What struck me was the way large issues could be addressed by invoking the everyday, and the way text and image could work to support one another, and often against each other, in a productive way. A serious conversation, for instance, could be made less threatening and more approachable when juxtaposed with a humorous, or more lighthearted, visual. And a horrifying or intense image could be absorbed more effectively when accompanied by text that played it down. It had the opposite effect of romanticizing or aestheticizing the people and places in the story. It also had the dual effect of presenting a straight up story with a running commentary of sorts, only I didn’t have to keep shifting to the footnotes below, I just had to learn to read it differently. Research has shown that when people read comics, they often look at the entire page before starting to read it in a traditional linear way. They study the setting, the colours, the style, and the characters before they read even one word. And that’s what makes comics different. They tell a story that can unfold panel by panel, but they can also show multiple points of view, a complex world, and past/present/future simultaneously on one page. This “simple” format requires a pretty sophisticated set of decoding skills from readers, moving up and down and across panels to piece together the story in an active form of reading.
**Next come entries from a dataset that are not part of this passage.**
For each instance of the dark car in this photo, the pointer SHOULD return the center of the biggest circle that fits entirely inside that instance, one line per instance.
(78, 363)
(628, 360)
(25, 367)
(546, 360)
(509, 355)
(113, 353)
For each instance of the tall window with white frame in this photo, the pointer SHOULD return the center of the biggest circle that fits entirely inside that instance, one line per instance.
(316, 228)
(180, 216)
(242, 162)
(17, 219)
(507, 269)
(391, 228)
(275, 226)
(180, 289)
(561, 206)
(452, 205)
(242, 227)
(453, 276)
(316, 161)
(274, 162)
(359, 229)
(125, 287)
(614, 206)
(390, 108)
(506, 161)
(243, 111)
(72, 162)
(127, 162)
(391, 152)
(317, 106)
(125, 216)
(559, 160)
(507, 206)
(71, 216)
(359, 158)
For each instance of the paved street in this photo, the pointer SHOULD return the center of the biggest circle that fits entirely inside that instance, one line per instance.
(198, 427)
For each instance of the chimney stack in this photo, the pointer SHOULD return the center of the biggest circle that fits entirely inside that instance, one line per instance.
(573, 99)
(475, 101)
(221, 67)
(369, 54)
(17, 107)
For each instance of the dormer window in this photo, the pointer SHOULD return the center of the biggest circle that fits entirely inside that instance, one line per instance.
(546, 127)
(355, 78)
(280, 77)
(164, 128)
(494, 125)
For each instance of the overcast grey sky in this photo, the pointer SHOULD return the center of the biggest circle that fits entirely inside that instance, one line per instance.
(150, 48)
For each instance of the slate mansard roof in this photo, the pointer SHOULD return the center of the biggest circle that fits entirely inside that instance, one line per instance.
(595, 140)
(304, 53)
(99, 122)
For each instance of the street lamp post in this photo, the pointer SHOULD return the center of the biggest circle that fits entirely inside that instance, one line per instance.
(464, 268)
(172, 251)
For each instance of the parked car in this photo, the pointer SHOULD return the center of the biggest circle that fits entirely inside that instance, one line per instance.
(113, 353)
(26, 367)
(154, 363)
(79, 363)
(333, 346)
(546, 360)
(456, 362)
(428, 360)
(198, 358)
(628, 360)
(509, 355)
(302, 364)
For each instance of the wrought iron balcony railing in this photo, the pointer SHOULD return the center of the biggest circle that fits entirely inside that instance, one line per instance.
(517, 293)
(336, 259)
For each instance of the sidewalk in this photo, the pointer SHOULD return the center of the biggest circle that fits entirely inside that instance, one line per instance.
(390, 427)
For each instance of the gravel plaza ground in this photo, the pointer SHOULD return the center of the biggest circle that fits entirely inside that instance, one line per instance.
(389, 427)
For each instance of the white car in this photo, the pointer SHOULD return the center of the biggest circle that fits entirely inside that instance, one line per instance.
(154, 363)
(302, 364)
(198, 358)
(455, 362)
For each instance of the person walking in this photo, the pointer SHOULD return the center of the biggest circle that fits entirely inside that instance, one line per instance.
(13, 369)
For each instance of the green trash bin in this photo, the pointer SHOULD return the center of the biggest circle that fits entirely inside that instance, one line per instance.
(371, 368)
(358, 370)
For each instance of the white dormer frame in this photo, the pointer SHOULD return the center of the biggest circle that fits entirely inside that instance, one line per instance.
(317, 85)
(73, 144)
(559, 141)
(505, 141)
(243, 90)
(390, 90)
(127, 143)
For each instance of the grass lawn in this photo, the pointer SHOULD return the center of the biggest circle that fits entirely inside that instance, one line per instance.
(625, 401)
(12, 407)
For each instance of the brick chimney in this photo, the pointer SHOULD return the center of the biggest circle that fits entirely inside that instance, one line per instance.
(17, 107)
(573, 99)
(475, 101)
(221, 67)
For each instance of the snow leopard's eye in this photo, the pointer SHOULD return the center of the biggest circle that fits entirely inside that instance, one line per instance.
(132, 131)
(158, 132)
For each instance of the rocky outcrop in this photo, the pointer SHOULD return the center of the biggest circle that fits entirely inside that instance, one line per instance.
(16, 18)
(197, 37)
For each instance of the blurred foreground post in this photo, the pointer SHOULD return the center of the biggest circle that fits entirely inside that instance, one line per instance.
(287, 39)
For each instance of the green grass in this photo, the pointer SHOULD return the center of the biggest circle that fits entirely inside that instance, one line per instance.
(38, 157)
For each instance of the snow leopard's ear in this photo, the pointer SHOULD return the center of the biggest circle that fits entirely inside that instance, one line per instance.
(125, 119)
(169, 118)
More recently, my infatuation with comics seems to have transformed into a long-term commitment. It’s not exclusive (I’m still very happy to read straight up fiction and non-fiction, and in fact, I often find reading a novel less taxing than reading comics), but I’m pretty confident in our connection, so much so that I have wanted to introduce comics to my friends, and most especially, my anthropology friends. Yes, I’ve been coming out as a comics fan in recent years, extolling the virtues of the format and how it might fit really well with ethnography to every anthropologist who will lend me his or her ears. Amazingly, almost everyone I have talked to can see the potential and is excited about the idea. If they were once skeptical of comics, they aren’t any longer. They know that anthropologists have been exploring the power of the visual, in particular photography and film, for a long time now. The focus has moved from documentary realism to understanding photography as both a method and a fiction of sorts, which has liberated it to be used in more creative and experimental ways. And comics, it seems, offer an opportunity to do something similar but with a different kind of potential. What does it mean to draw during fieldwork rather than take photographs? How would a visual artist document what he or she saw during fieldwork? What is it about the combination of text and visuals that would allow for less visible elements of fieldwork to be captured? What about re-presenting fieldwork ethically? What kind of imagination do comics encourage and how can they be rendered imaginatively but rigorously? And what pedagogical and communicative advantages do comics offer?
So sharpen your pencils, grab your doodling pads, and let’s head out on this Graphic Adventure in Anthropology together.